法学部長からのご挨拶
法学部長 山本 敬三

はじめに

 京都大学法学部の歴史は、明治32(1899)年の京都帝国大学法科大学の開設にさかのぼります。それ以来、本法学部は、日本の法学・政治学研究の中心として、学問の発展に大きな貢献をし、多くの人材を輩出してきました。卒業生・修了生は、学界、政界、官界、経済界、法曹界、国際機関やジャーナリズムの世界など、多岐にわたる分野で指導的な役割を果たし、日本社会、さらに国際社会で活躍してきました。

自由の学風と自学自習の精神

    
   

 このように、本法学部がさまざまな分野で指導的な役割を果たす優れた人材を生み出してきた背景には、京都大学の自由の学風があります。私たちの先達は、外部からの不当な圧力に抗して、大きな犠牲を払いながら、学問の自由を守り抜いてきたという重い歴史があります。

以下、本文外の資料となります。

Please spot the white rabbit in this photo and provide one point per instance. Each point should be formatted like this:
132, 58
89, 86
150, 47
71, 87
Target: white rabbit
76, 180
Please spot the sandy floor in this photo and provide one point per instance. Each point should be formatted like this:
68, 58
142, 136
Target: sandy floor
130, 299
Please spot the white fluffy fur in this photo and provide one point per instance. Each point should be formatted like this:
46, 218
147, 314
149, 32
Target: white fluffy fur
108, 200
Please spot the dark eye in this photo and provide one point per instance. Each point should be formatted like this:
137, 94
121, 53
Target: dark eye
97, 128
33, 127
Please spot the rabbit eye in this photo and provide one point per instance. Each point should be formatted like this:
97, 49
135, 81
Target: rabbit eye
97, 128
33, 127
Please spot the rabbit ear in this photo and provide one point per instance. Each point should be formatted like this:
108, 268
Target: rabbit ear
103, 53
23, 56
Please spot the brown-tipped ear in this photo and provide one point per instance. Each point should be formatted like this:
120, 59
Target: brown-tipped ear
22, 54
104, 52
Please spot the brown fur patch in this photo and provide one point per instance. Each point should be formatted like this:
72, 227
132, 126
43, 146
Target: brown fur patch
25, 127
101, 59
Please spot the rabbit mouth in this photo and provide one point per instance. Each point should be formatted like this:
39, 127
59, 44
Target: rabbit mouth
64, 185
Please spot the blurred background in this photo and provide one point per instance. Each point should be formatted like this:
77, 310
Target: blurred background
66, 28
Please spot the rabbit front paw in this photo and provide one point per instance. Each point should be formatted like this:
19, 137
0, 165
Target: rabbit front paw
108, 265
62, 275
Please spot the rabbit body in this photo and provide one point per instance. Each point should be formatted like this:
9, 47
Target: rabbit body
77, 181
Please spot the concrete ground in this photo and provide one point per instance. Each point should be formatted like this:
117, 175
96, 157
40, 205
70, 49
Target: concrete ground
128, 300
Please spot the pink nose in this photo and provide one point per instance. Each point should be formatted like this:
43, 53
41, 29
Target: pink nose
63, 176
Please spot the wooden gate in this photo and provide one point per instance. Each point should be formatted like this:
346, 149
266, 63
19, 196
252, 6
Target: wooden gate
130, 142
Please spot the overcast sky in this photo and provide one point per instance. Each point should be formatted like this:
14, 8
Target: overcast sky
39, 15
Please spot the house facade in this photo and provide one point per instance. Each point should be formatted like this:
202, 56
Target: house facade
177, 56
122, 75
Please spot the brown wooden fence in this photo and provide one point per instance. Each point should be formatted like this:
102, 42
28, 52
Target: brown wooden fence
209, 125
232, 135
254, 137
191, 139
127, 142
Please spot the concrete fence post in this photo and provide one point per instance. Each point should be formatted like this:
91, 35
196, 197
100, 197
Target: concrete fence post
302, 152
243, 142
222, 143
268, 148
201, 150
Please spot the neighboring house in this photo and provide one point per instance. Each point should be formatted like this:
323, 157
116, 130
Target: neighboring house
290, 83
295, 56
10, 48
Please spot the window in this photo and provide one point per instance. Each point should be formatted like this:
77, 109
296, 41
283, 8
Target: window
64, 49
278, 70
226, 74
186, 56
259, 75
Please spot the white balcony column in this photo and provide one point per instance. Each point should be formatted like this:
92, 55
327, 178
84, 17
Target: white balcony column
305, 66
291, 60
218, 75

教員と学生が分けへだてなく自由に討議を重ねるなかで、それぞれの思考を磨き、真理に迫ろうとする姿勢こそ、本法学部がもっとも大事なものとして受け継いできたものです。
 こうした自由の学風のかなめをなすのは、自学自習の精神です。これは、「自分がわからない問題に直面しても、自分で調べて考え、わかるようになる」、「自分ができない課題に直面しても、自分で考えて工夫し、課題を克服できるようになる」ことを目ざすものです。目標を自ら設定し、それを達成するためには、何をどうすればよいか自ら考え抜く。これこそが、社会において指導的な役割を果たすために不可欠の能力です。私たちが目ざすのは、まさにこのような能力をつちかうことです。

  

法学を学ぶことの意味

    
   

 法学部で学ぶのは、法律の表面的な知識ではありません。法はなぜ、何のためにあるか。法を作り、使うためにはどうすればよいか。法によって何ができ、何ができないか。そうした法の意味と目的、法の形成と解釈・適用の方法、そして法の可能性と限界を学ぶ。それが、大学における法学教育が目ざすところです。
 法は、もともと、人々が共同生活を営むために築き上げてきたルールです。そのような法の成り立ちと仕組み、その前提と限界を修得することができれば、裁判官や検察官、弁護士といった狭い意味での法律家にかぎらず、社会のどのような分野であれ、その担い手として活躍していくための土台が築かれることになるでしょう。

法学部における教育

    
   

 本法学部では、法学・政治学に関するたくさんの専門科目の講義を提供しています。そこで特に重視しているのは、法学・政治学の知識を原理・原則から体系づけて理解することにより、複雑で難しい問題、さらに未知の問題についても考えていくための道筋をつけることです。それぞれの科目の単位認定にあたって、原則として長文の論述を課しているのも、そのような能力が身に付いていることを確かめるためです。
 また、本法学部では、基礎的な専門科目を学んだ後の3回生・4回生に対して、少人数の演習科目(ゼミ)を提供しています。これは、課題についてみずから探究を行い、その成果の報告に基づいて自由な討議を行うもので、自学自習の精神を養うための科目として、私たちが開学の当初から特に重視してきたものです。さらに、最近では、1回生から「法学部基礎演習」という科目を提供し、学生たちが自学自習の精神を体得するための手ほどきをしています。

皆様へのメッセージ

    
   

 本法学部には、現在、教授が51名、准教授が16名、さらに主として法科大学院の教育にあたる実務家教員が4名、在籍しています。法学・政治学の多様な分野をカバーし、日本の法学・政治学研究をリードする陣容であると自負しています。今後も、法学・政治学の教育および研究の中心として、日本社会および国際社会に貢献していきたいと考えています。
 志のある方々が本法学部に集い、法学・政治学の発展に寄与し、有為の人材として日本社会および国際社会において活躍していただくことを願っています。